Thursday, May 5, 2016

Writer's Block And Humility.

There's one universal trait shared by all writers, no matter how proficient, successful, mundane or awful. We experience a moment where we simply can't think of anything to put into words. Hence, the eponymous writer's block. This is one of those evenings for me. I've stared at my computer monitor for nearly forty-five minutes, lacking any real sense of inspiration for a subject. I've scanned US and international news reports. I have spent ten minutes researching duct tape. Hell, I even watched a video on juggling flaming knives. Sometimes, you have to admit defeat and walk away from the keyboard. There's no shame in failure.

Writing is essentially an exercise routine for the brain. Like any other muscle in your body, it can grow strong and healthy. Using your brain regularly has actually been shown to stave off Alzheimer's disease in your later years. Day in and day out, a writer drags their brain into the proverbial gym. Ugh, let's lift bro! Five hundred word reps! Bench press a thesis!
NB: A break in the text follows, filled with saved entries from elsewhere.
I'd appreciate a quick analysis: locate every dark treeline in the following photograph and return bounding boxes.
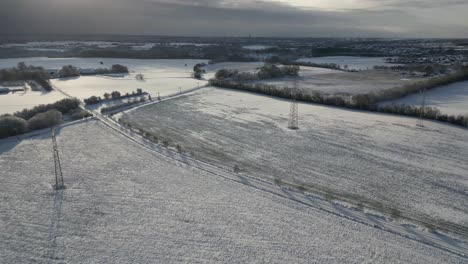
[209,79,468,128]
[58,64,129,78]
[84,89,145,105]
[100,98,146,114]
[12,98,80,120]
[0,98,89,139]
[0,62,52,91]
[79,46,256,63]
[215,64,300,81]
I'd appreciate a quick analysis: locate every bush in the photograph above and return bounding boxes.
[84,96,102,105]
[70,109,92,120]
[0,115,27,139]
[111,91,121,99]
[110,64,129,73]
[58,65,80,78]
[27,109,63,131]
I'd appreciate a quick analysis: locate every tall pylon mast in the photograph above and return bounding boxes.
[417,88,427,127]
[288,80,299,130]
[52,128,65,190]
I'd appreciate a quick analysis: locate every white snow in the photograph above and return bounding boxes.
[122,87,468,231]
[0,90,66,115]
[0,119,465,263]
[257,69,416,95]
[0,58,208,102]
[203,62,264,80]
[381,81,468,115]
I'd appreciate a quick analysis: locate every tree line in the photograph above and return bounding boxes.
[0,98,90,139]
[214,64,300,81]
[84,89,145,105]
[0,62,52,91]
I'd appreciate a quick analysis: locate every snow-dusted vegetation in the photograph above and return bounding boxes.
[120,87,468,236]
[1,120,466,263]
[257,68,417,95]
[381,81,468,115]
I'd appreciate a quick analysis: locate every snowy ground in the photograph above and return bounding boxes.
[0,120,466,263]
[381,81,468,115]
[202,61,418,96]
[258,69,419,96]
[0,90,66,115]
[0,58,207,104]
[121,87,468,235]
[203,62,264,80]
[296,56,399,71]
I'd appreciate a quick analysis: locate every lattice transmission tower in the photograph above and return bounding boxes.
[288,80,299,130]
[52,128,65,190]
[417,88,427,127]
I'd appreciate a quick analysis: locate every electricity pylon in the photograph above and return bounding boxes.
[417,88,427,127]
[288,81,299,130]
[52,128,65,190]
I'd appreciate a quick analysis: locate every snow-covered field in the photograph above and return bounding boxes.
[202,61,417,96]
[203,62,264,80]
[0,58,207,102]
[296,56,399,71]
[121,87,468,234]
[1,120,466,263]
[0,90,66,115]
[259,69,418,96]
[381,81,468,115]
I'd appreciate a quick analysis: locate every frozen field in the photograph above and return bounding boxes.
[121,87,468,234]
[0,120,466,263]
[203,62,264,80]
[0,57,208,101]
[381,81,468,115]
[258,69,418,96]
[296,56,398,71]
[0,90,66,115]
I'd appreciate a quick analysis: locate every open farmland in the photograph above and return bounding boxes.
[381,81,468,115]
[0,90,66,115]
[204,61,420,96]
[257,68,420,96]
[203,62,264,80]
[0,120,466,263]
[120,87,468,236]
[0,57,207,100]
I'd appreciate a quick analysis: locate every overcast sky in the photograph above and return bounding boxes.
[1,0,467,38]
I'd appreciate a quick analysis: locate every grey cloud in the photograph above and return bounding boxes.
[0,0,466,37]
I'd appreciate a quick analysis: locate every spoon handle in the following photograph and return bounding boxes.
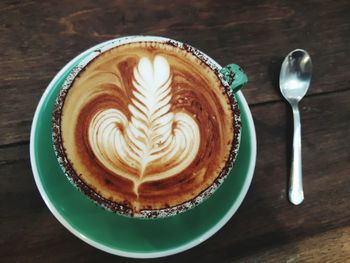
[289,104,304,205]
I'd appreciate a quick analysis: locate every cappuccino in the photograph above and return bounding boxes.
[53,40,240,217]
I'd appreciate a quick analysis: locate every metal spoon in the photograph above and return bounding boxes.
[279,49,312,205]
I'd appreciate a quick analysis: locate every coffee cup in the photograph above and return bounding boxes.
[52,36,247,218]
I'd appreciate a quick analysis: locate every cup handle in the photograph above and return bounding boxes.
[220,64,248,93]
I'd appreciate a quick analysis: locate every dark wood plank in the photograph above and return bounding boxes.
[232,226,350,263]
[1,0,350,145]
[1,89,349,262]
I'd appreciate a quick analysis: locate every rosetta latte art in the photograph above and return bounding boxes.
[88,56,200,193]
[55,41,238,216]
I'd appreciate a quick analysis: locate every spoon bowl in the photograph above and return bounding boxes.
[280,49,312,103]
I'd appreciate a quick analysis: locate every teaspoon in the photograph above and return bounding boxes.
[279,49,312,205]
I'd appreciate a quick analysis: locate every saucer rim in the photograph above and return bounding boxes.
[30,36,257,258]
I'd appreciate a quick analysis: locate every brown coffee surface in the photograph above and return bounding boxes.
[59,42,235,214]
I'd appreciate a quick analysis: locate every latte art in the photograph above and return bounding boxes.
[54,41,239,217]
[88,56,200,193]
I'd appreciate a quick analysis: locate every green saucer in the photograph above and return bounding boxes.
[30,40,256,258]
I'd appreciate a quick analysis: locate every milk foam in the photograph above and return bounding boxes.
[88,55,200,193]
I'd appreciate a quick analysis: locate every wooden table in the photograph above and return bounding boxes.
[1,1,349,262]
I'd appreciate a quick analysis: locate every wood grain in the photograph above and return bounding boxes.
[1,0,350,145]
[1,89,349,262]
[234,226,350,263]
[1,0,350,261]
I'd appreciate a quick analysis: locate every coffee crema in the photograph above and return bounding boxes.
[53,41,240,217]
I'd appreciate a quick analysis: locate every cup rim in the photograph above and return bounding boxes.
[51,35,242,218]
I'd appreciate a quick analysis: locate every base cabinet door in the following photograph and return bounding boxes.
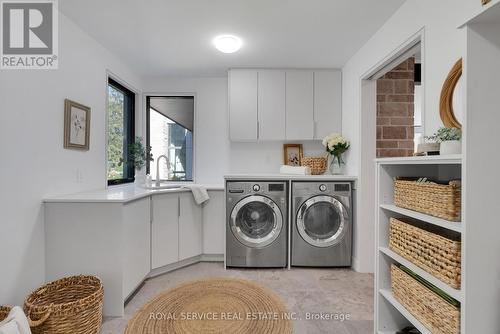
[123,198,151,298]
[179,193,202,260]
[202,191,225,254]
[151,194,179,269]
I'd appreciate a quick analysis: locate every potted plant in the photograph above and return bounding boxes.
[119,137,153,185]
[426,127,462,155]
[322,133,350,174]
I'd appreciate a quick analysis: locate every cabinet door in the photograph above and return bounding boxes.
[258,70,286,140]
[122,198,150,297]
[202,191,225,255]
[229,69,258,141]
[179,192,202,260]
[151,194,179,269]
[314,70,342,139]
[285,70,314,140]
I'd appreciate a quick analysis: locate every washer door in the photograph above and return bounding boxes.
[230,195,283,248]
[296,195,348,248]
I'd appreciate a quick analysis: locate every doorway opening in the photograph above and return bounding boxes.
[373,45,423,158]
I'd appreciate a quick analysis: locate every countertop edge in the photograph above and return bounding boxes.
[43,184,225,204]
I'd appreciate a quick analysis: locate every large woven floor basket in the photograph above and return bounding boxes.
[394,179,461,221]
[391,264,460,334]
[24,275,103,334]
[389,218,461,289]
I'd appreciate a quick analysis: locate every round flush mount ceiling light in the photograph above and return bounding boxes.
[213,35,243,53]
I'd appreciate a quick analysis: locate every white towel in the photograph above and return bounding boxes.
[279,165,311,175]
[0,307,32,334]
[183,185,210,205]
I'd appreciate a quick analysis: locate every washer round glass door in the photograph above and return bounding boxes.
[230,195,283,248]
[296,195,347,248]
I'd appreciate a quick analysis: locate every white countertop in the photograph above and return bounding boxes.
[224,174,358,181]
[43,183,224,203]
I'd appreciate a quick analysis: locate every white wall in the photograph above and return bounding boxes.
[0,13,143,305]
[342,0,482,272]
[142,77,326,185]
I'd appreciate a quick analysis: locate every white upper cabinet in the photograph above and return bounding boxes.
[258,70,286,140]
[314,70,342,139]
[228,69,341,141]
[229,69,258,141]
[285,70,314,140]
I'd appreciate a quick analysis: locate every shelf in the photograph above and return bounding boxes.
[375,155,462,165]
[380,204,462,233]
[460,0,500,27]
[379,247,463,301]
[379,289,431,334]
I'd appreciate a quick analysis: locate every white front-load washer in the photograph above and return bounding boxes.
[225,180,288,268]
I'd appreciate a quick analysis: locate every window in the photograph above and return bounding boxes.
[146,96,194,182]
[107,78,135,185]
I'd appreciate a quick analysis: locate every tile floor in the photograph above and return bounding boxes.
[102,262,374,334]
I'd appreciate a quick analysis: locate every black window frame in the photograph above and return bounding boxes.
[107,77,136,186]
[146,95,194,182]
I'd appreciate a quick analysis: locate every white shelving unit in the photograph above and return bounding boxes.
[375,156,463,333]
[375,3,500,330]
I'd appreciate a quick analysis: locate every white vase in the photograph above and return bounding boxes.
[439,140,462,155]
[134,169,146,185]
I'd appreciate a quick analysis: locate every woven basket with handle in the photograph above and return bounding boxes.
[391,264,460,334]
[389,217,461,289]
[394,178,461,221]
[24,275,103,334]
[301,154,328,175]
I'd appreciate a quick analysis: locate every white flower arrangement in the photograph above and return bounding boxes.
[322,133,350,156]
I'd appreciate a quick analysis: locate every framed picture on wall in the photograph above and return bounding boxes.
[283,144,303,166]
[64,99,91,150]
[482,0,492,5]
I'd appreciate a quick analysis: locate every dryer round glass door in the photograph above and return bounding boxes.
[230,195,283,248]
[296,195,348,248]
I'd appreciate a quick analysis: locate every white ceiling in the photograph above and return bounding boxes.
[59,0,405,77]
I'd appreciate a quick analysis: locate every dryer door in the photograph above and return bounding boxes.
[230,195,283,248]
[296,195,348,248]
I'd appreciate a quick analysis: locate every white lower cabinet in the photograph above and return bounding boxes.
[151,194,179,269]
[202,190,225,255]
[179,192,203,260]
[122,198,151,299]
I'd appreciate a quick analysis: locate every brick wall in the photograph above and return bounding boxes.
[376,58,415,158]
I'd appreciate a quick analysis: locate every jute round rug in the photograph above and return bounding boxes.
[125,278,292,334]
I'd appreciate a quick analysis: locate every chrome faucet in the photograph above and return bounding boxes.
[155,155,170,187]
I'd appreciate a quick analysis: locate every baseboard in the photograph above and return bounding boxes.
[200,254,224,262]
[147,254,224,279]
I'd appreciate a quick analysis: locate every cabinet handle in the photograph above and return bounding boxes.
[178,196,181,218]
[257,121,260,139]
[313,121,317,139]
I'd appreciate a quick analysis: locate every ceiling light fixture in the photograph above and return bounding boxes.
[213,35,242,53]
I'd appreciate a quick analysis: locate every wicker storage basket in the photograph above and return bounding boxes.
[391,264,460,334]
[24,275,103,334]
[389,218,461,289]
[0,305,11,322]
[301,156,327,175]
[394,178,461,221]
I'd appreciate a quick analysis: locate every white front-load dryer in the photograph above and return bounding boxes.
[291,181,353,267]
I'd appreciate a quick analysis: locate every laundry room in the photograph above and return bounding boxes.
[1,1,499,334]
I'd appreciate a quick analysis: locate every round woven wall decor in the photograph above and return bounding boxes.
[439,58,462,129]
[125,278,292,334]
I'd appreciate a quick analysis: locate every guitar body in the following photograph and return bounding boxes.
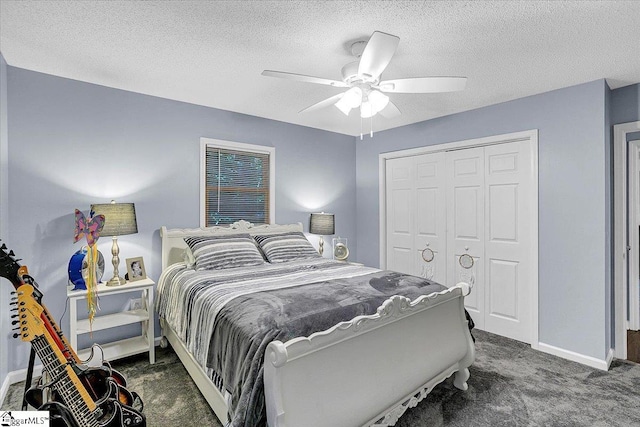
[26,375,146,427]
[79,364,142,409]
[40,399,146,427]
[90,380,145,427]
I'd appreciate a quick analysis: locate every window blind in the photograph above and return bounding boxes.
[205,146,271,226]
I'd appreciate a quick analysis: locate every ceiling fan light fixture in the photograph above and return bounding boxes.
[369,90,389,112]
[344,87,363,108]
[360,100,375,118]
[335,87,363,115]
[335,97,352,115]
Ride an elliptical around your opening paragraph. WORK OUT!

And yet, just like going to the gym, some days the gears in your head don't click into place. Something is off. You can sense it in your gut. That's writer's block, standing in the corner next to the frozen smoothie stand with his overly damp Strawberry Shortcake towel in hand. He's yelling at you in a high-pitched voice, doing his best imitation of Gilbert Gottfried on bath salts and too much Red Bull.
"Give it up clown! You suck!"
You know what? He's right. You suck... today. Not everything a writer pieces together is a masterpiece. In fact, most of the time, a writer creates something that's already been done. Or, they craft a work of complete crap. Worse yet, there are some moments when nothing is written at all. That's the way writing goes, though. For every Wuthering Heights and Brave New World, there are hundreds of terrible novels like Fifty Shades of Grey. Writing, like anything else, is an exercise in humility. Fruitful writers are honest with themselves and their readers, confessing personal shortcomings and working to improve them. They know when to throw in the towel and submit to writer's block.

So what's the take-away from all this? The persistent writer will rise to fight another day. He'll walk into that mental gym and kick writer's block squarely in the nards! Na-ah. Not today, buddy. On this day, I say "You suck, clown!"

Huh... I guess I didn't have writer's block after all.